Aminoglycosides and penetration in the bacterial cell
Different behaviour between Gram positives and Gram negatives:
- Gram negatives have an outer membrane, meaning that you have to penetrate within the outer
membrane through the porins.
However, unfortunately, the target of aminoglycosides is intracellular, so they need also to pass the
cell (inner) membrane, which may be passed only through active transport (as they are hydrophilic
agents), which is oxygen dependent. Indeed, this kind of transport is inactivated in presence of 2
peculiar condition:
• Absence of oxygen, and
• Reduction of pH
➔ So, in presence of these conditions, aminoglycosides do not work.

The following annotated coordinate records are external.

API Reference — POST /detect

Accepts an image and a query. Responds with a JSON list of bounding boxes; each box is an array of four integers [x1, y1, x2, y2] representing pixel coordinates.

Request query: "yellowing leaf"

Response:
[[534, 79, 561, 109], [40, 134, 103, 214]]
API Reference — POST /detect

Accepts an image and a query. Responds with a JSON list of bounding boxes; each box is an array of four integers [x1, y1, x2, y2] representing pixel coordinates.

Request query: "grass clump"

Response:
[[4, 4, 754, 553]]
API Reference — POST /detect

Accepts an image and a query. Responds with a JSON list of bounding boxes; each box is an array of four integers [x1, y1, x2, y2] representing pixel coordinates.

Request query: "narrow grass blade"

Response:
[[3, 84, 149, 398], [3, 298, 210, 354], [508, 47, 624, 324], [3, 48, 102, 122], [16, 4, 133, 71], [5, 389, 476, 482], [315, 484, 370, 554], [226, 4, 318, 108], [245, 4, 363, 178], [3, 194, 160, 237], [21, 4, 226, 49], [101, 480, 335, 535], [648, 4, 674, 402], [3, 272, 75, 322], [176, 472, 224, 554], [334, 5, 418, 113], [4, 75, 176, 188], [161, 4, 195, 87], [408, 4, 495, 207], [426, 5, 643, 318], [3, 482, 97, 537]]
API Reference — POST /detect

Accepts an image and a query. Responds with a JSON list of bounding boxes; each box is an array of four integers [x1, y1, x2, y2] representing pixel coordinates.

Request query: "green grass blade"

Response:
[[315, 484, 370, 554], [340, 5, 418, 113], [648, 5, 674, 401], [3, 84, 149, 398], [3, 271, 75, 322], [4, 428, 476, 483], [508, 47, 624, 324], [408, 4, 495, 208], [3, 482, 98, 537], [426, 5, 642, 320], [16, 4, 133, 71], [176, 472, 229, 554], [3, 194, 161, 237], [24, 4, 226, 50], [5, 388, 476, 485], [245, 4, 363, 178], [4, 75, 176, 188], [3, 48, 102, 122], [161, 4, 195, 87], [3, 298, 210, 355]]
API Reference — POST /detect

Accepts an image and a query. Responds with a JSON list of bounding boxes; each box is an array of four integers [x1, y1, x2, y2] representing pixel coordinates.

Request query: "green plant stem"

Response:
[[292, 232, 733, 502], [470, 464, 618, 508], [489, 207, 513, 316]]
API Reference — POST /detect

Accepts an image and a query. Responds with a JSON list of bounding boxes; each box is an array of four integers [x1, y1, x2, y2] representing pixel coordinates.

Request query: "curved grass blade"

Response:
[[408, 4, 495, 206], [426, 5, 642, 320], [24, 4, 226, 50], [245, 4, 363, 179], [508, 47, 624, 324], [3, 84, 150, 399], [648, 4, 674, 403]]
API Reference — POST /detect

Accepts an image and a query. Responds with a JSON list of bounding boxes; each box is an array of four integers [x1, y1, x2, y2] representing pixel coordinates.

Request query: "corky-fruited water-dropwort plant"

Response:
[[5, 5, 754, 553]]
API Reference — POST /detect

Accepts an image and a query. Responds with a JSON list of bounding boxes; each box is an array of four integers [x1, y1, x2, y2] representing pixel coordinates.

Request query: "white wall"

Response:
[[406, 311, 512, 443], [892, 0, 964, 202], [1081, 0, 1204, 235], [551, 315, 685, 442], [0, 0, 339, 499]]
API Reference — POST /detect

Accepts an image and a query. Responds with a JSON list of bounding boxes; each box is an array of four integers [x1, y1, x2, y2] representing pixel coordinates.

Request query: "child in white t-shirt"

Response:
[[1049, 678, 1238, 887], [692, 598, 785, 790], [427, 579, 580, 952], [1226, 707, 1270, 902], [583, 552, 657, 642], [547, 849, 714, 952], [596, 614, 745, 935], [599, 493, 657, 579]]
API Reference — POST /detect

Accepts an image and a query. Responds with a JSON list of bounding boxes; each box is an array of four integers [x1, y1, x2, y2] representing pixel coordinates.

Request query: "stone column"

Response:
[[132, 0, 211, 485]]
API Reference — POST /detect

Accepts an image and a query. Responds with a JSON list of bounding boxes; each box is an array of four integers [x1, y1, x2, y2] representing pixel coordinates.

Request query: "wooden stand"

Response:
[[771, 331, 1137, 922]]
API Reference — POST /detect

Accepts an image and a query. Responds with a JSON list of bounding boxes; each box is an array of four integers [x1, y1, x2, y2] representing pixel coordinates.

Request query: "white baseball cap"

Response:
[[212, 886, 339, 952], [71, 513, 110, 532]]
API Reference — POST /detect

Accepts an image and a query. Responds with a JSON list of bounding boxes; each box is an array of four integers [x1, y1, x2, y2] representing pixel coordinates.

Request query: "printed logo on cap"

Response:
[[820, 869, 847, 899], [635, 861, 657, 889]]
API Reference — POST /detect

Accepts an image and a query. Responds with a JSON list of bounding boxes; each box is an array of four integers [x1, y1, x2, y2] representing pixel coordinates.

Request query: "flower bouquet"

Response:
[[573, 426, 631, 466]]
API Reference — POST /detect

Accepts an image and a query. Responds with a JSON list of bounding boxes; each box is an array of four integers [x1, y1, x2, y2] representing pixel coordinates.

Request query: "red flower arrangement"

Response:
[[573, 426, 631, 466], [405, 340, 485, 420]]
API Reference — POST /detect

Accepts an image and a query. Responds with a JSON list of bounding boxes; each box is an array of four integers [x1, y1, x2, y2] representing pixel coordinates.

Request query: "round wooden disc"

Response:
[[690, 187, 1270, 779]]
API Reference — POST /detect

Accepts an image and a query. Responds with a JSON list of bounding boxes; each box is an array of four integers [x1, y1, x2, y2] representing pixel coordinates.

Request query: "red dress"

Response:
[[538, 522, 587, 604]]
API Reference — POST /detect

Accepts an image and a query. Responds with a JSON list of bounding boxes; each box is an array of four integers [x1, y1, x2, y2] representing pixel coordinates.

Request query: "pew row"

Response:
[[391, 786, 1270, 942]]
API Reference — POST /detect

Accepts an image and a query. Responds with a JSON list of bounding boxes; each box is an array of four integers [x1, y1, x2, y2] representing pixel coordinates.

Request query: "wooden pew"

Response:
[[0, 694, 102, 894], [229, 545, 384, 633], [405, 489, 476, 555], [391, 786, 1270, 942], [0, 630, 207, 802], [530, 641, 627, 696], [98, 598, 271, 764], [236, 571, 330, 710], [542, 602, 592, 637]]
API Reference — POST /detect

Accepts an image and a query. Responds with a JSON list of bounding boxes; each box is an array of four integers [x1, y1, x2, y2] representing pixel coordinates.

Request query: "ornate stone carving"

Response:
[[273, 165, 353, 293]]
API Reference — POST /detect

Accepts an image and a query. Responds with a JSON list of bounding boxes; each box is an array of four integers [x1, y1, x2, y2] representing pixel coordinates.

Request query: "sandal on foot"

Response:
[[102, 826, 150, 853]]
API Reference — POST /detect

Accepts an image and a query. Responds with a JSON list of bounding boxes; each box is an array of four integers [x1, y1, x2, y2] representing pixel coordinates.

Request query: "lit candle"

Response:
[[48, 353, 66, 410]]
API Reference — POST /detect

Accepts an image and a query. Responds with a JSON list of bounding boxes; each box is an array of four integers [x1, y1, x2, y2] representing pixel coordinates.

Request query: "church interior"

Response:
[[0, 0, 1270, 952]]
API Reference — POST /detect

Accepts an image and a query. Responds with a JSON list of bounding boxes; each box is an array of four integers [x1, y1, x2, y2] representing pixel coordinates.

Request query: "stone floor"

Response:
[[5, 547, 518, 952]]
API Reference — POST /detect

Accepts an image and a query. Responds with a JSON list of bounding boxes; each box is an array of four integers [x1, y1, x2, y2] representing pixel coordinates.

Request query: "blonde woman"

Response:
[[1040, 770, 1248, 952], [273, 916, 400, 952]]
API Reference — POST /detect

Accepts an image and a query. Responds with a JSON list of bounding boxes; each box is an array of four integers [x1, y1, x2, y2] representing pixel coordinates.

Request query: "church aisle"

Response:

This is why anaerobes, Streptococci and Enterococci are inherently resistant to aminoglycosides.
- Gram positives: cell membrane is present, but no outer membrane.
Regarding cell membrane, the previous concept (active transport) is valid also for gram positives.

Nowadays, aminoglycosides are less used than in the past. We do not use aminoglycosides alone, but
rather in combination with beta-lactams (synergistic effect), in order to allow aminoglycosides to
penetrate within the cells because the activity of beta-lactams is to destroy the bacterial cell wall → in this
way, aminoglycosides can escape this resistance mechanism of Streptococci and Enterococci.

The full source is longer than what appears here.